Anyway, to your actually question...I like to keep an eye on visual design or
illustration apps, and the picture is quite varied.

Adobe continues to dominate with their suite of creative apps. But they are
playing catch-up in some areas. Sketch (Netherlands) and now Figma (US) both
dominate apps for UI design. Adobe XD is popular (Adobe made it free to
encourage adoption) but it doesn't enjoy the same "mindshare" among designers
and it doesn't appear to be displacing Sketch or Figma.

On the iPad, Procreate (Australia) has become incredibly popular for digital
illustration. Adobe recently launched their own digital app called Fresco
clearly taking aim at Procreate. It's too early to see how Fresco will do, but
I can't see it displacing the popularity of Procreate.

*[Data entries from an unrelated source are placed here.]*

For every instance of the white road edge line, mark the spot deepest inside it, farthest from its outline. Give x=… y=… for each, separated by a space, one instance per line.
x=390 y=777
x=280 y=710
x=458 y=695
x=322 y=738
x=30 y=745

I also can't see Photoshop, Illustrator or InDesign losing any significant
market share, but the Affinity suite of apps (Designer, Photo and Publisher)
made by Serif (UK) has been hugely successful. I sense some designers (many?)
would like to ditch Adobe if they could find suitable alternatives.

There is no real competitor to After Effects for professional 2D motion
graphics, but there is a promising new 2D animation tool called Cavalry made
by Mainframe (UK). It's in beta so too early to know what will happen.
Blackmagic Design (Australia) make a combined video editor and compositing
tool called DaVinci Resolve which does let you create motion graphics. DaVinci
Resolve is a professional-level editor using in the film and TV industry.

There are dozens of other paining and drawing apps that have carved out a
niche. For comics, Clip Studio Paint (Japan) is popular. Other drawing tools
from Japan include MediBang Paint and Paint Tool SAI which are popular for
creating manga.

So to sum up, Adobe still dominates, but smaller companies are gaining
popularity and usage.